Citizen Reporter
4 minute read
20 Jun 2021
12:21 pm

Lottopreneur lawyer says President, SIU have no power to investigate Lotto graft

Citizen Reporter

The alleged beneficiaries of millions in Lotto funding are fighting the SIU's attempt to probe how they got their hands on the money


The beneficiary of a R27,5 million National Lotteries Commission (NLC) grant is arguing that neither the president of the country nor the Minister of Justice have the authority to order the Special Investigating Unit (SIU) to probe the supposedly shady awarding of said grant.

Furthermore, they have also argued that even if the president and minister do have the power to order a probe, the SIU has “exceeded or abused this authority”, by conducting a “fishing expedition” and attempting to usurp the powers of the South African Police Service.

City Press on Sunday reported that the above arguments were made by in letters by director of Denzhe Primary Care, Liesl Moses, via her attorney Lesley Ramulifho. Ramulifho has himself been linked to benefitting irregularly from Lotto grants, and has gone as far as attempting to silence several media houses from reporting on this.

Moses was due to appear before an SIU hearing on Monday, in order to answer questions about the dodgy payment of millions into an NPO which she allegedly helped hijack from its original founders, in order to receive said grant.

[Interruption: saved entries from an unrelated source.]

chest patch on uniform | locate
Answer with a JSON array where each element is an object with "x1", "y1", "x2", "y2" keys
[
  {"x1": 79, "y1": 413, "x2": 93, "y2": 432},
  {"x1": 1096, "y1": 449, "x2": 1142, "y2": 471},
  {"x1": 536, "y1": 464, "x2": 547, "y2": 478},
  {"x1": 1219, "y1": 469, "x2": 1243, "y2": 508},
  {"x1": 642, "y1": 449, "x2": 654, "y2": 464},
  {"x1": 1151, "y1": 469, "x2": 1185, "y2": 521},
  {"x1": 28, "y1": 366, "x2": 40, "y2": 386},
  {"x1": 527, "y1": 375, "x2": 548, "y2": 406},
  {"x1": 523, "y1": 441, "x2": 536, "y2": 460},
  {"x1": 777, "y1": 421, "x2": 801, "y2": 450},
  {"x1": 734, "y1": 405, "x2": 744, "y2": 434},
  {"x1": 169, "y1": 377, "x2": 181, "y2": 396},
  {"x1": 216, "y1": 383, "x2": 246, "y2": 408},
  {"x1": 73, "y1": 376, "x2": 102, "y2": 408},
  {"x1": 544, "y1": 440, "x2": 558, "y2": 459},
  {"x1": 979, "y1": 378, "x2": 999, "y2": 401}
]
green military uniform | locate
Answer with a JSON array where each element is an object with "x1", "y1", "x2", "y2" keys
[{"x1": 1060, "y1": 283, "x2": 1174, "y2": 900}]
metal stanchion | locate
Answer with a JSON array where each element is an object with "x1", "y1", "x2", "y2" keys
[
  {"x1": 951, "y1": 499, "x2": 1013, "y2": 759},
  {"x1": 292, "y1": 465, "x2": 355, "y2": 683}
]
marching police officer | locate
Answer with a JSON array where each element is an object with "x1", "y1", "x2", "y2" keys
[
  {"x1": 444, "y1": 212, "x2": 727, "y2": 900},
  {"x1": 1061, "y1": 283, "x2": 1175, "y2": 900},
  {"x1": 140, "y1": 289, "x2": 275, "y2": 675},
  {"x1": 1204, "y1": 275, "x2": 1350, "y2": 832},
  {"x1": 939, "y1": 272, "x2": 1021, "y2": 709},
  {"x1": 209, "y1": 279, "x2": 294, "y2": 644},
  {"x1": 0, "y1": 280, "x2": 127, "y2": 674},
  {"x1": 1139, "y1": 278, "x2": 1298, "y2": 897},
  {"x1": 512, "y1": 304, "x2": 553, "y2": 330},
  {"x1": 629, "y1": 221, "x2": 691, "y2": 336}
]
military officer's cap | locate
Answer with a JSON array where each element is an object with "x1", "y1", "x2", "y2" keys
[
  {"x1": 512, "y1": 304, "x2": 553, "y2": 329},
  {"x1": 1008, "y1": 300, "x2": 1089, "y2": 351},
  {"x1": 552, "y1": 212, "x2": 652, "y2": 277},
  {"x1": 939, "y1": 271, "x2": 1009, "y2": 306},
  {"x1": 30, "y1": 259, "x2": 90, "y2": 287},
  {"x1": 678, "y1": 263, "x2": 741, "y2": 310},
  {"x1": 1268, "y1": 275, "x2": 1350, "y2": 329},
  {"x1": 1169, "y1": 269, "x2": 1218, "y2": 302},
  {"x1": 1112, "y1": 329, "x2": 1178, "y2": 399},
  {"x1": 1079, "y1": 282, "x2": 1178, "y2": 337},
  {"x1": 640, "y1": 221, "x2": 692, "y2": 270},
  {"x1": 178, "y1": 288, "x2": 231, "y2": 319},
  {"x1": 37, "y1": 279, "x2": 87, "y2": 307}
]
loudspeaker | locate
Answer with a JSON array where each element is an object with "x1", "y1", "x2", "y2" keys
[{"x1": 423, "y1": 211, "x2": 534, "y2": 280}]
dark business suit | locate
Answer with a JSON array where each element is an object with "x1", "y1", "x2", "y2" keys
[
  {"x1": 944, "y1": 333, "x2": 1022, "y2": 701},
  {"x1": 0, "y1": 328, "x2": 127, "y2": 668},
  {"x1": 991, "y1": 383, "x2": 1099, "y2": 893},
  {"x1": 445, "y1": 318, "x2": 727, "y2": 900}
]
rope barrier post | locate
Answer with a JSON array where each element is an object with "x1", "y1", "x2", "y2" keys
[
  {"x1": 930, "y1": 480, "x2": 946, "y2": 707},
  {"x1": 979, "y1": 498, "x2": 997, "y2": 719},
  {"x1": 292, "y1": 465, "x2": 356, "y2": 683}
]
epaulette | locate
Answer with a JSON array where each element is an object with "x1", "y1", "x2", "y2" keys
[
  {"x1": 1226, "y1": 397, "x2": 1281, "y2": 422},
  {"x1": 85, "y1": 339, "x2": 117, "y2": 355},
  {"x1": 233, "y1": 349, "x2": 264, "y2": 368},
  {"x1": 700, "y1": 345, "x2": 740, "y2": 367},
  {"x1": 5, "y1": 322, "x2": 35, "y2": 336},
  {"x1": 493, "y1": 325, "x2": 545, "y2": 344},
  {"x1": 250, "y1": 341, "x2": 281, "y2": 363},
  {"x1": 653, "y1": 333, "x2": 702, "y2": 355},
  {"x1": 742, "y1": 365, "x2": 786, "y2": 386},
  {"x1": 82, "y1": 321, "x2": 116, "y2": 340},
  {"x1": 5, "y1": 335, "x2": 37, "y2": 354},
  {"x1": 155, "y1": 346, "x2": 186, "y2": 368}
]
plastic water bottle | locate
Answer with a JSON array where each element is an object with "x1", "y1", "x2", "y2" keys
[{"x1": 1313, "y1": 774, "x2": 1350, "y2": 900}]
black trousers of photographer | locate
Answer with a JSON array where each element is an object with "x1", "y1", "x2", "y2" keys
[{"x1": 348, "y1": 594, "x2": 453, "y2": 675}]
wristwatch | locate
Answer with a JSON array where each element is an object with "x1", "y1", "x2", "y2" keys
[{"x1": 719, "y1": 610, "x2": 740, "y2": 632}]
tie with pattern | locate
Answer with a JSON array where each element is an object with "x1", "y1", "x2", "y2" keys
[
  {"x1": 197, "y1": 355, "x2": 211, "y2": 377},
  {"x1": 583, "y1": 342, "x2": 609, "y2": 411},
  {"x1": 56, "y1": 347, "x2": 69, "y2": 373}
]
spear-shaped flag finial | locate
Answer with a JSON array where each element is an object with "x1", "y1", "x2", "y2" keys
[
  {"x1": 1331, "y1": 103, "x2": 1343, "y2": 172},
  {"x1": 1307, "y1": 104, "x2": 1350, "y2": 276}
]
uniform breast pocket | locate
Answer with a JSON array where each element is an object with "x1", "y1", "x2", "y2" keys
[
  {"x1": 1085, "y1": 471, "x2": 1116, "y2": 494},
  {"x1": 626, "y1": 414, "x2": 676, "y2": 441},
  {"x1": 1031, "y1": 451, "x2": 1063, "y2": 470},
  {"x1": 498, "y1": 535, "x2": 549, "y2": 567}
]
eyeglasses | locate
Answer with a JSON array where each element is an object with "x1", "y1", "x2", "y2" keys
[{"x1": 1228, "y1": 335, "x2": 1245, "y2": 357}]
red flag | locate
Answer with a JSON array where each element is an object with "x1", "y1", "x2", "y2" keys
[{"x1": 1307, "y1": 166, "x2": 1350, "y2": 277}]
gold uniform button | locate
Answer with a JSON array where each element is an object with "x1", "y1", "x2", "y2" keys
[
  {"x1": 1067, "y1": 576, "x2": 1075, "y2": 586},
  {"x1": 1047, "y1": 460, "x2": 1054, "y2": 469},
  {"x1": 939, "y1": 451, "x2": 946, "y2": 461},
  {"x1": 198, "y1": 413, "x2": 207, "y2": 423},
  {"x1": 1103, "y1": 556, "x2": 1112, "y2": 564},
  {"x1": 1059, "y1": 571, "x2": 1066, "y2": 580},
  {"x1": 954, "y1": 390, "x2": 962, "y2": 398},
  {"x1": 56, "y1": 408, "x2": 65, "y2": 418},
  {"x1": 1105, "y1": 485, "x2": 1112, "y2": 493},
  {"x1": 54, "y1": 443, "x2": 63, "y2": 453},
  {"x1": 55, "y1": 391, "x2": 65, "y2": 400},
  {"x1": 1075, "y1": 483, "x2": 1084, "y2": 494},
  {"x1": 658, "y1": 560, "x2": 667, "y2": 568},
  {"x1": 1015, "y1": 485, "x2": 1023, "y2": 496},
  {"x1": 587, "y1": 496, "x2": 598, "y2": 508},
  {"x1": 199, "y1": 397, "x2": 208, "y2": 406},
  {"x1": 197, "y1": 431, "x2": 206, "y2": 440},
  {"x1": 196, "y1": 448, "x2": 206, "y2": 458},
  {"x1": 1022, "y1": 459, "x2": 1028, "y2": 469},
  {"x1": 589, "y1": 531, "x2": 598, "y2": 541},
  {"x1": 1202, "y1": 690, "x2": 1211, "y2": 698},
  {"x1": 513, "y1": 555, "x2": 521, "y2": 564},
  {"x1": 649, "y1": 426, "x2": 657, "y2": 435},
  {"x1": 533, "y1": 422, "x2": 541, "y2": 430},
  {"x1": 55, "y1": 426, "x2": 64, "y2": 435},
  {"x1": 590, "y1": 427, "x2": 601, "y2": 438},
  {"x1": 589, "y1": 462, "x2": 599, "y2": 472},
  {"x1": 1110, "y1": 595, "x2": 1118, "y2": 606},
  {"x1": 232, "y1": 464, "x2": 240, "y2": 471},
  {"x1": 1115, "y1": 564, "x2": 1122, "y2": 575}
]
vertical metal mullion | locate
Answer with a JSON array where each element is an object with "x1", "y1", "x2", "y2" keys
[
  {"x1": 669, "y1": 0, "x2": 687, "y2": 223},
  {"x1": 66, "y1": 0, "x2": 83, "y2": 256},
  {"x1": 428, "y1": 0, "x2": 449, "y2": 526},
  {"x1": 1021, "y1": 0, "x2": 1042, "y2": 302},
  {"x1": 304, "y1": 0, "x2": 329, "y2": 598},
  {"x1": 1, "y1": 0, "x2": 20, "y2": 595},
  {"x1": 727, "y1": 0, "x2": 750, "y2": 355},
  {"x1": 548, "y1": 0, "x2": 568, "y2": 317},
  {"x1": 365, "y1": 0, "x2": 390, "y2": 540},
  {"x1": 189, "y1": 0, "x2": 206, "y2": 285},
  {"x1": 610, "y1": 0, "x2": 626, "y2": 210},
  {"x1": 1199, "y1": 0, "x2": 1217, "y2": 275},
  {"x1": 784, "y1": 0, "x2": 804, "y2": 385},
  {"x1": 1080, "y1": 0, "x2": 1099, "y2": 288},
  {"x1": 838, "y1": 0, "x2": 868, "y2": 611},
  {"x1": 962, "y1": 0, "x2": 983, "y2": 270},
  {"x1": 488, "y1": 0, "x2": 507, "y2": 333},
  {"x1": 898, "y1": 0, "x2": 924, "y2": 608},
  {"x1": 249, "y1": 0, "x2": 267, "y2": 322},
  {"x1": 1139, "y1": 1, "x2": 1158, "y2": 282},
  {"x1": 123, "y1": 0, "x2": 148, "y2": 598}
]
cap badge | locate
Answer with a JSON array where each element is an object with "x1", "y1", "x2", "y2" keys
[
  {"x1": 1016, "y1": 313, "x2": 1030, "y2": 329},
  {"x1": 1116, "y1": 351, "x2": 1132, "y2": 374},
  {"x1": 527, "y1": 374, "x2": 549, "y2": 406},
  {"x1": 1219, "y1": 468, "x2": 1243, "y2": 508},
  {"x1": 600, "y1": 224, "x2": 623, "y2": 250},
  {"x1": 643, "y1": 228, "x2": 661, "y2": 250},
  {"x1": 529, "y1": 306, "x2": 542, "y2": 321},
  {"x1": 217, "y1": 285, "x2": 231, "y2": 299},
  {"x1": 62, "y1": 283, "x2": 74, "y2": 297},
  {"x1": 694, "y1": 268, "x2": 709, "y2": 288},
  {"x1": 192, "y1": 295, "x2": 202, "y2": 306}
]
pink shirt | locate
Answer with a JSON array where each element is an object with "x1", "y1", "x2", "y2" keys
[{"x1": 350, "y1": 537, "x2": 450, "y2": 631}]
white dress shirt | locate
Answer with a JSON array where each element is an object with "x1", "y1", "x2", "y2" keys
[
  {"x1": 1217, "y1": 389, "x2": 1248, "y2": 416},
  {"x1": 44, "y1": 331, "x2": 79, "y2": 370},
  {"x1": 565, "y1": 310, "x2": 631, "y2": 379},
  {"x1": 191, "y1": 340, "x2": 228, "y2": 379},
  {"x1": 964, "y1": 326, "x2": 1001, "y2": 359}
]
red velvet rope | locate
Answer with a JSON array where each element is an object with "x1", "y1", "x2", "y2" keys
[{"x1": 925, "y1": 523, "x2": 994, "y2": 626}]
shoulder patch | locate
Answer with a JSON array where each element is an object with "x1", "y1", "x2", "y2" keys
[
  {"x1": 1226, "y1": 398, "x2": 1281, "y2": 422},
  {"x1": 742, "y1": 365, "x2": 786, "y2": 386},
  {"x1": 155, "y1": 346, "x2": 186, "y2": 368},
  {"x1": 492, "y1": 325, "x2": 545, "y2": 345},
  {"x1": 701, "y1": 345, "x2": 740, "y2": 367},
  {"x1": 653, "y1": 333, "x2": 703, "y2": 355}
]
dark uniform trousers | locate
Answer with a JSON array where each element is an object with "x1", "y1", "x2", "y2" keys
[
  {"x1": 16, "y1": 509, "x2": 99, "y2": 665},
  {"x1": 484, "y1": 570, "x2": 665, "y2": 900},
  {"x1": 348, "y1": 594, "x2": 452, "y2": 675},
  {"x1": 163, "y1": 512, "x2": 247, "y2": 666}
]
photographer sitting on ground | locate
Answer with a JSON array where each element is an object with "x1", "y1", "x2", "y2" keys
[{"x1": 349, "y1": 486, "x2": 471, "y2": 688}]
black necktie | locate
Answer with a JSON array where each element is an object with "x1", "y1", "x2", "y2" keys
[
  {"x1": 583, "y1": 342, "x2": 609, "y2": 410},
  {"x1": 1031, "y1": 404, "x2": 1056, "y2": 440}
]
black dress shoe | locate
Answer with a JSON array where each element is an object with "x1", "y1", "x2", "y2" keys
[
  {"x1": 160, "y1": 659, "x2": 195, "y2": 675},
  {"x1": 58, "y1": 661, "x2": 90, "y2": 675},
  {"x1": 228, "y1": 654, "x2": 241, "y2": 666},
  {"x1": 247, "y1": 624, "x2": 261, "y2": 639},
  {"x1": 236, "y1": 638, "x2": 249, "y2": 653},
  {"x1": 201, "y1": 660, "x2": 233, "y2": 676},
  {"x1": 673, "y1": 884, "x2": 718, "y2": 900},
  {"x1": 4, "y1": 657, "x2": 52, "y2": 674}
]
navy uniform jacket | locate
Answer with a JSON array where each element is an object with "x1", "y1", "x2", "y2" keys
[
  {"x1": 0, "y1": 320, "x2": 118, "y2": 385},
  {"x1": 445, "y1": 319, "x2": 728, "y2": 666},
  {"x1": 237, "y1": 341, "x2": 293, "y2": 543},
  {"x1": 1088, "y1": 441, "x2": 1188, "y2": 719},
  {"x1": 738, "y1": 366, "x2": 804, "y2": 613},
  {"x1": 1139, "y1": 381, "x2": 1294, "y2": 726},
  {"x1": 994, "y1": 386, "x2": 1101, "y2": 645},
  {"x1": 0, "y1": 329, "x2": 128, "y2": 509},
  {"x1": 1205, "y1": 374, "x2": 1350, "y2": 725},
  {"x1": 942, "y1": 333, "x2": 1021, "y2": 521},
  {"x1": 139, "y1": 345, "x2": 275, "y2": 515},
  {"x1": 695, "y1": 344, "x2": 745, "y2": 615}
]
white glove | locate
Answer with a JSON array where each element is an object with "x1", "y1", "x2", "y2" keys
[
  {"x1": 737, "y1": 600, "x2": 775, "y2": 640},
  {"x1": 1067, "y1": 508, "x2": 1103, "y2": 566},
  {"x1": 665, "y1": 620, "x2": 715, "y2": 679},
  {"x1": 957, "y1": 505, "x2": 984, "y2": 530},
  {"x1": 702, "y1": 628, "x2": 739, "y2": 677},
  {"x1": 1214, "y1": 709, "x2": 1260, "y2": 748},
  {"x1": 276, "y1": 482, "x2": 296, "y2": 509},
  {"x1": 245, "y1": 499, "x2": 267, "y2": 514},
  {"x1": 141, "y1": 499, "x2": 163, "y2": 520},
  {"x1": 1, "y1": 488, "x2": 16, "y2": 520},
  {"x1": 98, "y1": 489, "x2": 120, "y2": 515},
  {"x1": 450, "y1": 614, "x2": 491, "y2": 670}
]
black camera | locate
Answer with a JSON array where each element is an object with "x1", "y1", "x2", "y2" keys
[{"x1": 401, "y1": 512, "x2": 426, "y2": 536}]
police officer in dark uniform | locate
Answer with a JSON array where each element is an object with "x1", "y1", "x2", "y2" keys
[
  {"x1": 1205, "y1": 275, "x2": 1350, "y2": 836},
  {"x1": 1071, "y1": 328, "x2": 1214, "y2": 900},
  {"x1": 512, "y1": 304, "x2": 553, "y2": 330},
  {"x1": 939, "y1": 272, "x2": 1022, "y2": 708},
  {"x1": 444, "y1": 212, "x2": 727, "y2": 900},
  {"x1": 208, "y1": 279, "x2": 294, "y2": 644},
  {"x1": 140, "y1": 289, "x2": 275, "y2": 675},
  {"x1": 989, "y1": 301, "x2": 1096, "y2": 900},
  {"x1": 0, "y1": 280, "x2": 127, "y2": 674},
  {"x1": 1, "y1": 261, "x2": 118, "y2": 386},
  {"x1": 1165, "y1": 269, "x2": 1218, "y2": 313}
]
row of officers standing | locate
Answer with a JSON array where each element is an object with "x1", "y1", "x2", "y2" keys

The hearing was cancelled, after she and her attorneys at Ramulifho Attorneys applied for an interdict to stop it, citing the president and minister as respondents.

Ramulifho argued that the investigation is a “pseudo-criminal trial that bears the reverse onus where an individual suspected of criminal wrongdoing is called upon to prove their innocence and/or assist the investigators with constructing a criminal case against the suspect themselves.”

Moses and Ramulifho filed their papers on Monday, asking for an interdict against the hearing, pending the court’s findings on their argument against the SIU’s powers.

They also argued that there was no rational reason for her to be expected to answer on the affairs of the NLC, since she was never employed by them.

How it all began?

Denzhe Primary care was set up as a non-profit organisation by Takalani Tshikalange in rural Limpopo in 2012, to help people with HIV.

Four years later though, none of her plans had come to fruition and the NPO lay dormant.

And then, out of nowhere Tshikalange received a notification of of R7,5 million from the National Lotteries Commission being deposited into her NPO’s bank account, only she was no longer listed as a signatory on the organisation’s account.

Also Read: How a hijacked organisation scored millions from the national lottery

It eventually emerged that Denzhe had been hijacked and received a pretty penny in Lottery funding for its supposed charity work. The NPO’s new directors were Lesley Ramulifho, Karabo Charles Sithole and Liesl Moses, according to the NLC application.

Denzhe received a total of R27.5 million in Lottery funding to build a new drug rehabilitation and sports centre. None of the projects have been completed and an independent quantity surveyor later found that the total value of work done was R4.8 million.

How did Ramulifho benefit?

Documents uncovered by Groundup showed Ramulifho used a large portion of the funding to buy a private home in a luxury country estate.

Ramulifho spent most of a R7.5 million tranche paid into Denzhe’s account to pay for a R11 million home on the upmarket Mooikloof Equestrian Estate on the outskirts of Pretoria.

An amount of R5 million was paid from the Denzhe account to a conveyancing attorney who is also an estate agent active in Mooikloof Estate, a day after the NLC deposited R7.5 million into Denzhe’s account.

At least two seafood restaurant franchises were also allegedly purchased with some of the money from the grant.

Trying to muzzle the media

Ramulifhe tried suing several publications over an expose linking him and his firm to the Denzhe saga, only for the court to throw the case out and slap him with the legal costs the titles he hauled to court, including The Citizen, racked up as a result.

Now not only are his assets at risk of being sold to foot the R93,000 bill, he is also staring at a renewed bid to potentially get him disbarred over fraud allegations.

In April 2019, the High Court in Pretoria dismissed an urgent application that Ramulifho, brought against GroundUp, The Citizen and The Daily Dispatch.

Also Read: Tshwane lawyer slapped with costs after trying to sue The Citizen

The court found the case was not urgent and ordered Ramulifho to pay the “wasted” costs the media houses incurred.

But with a R93,086.84 bill still outstanding, the sheriff last month moved to attach moveable property at Ramulifho’s offices.

And his legal woes are stacking up: the Legal Practice Centre (LPC) last year dismissed a misconduct complaint GroundUp lodged against him accusing him of having used forged documents to try and win his case and an appeal bid.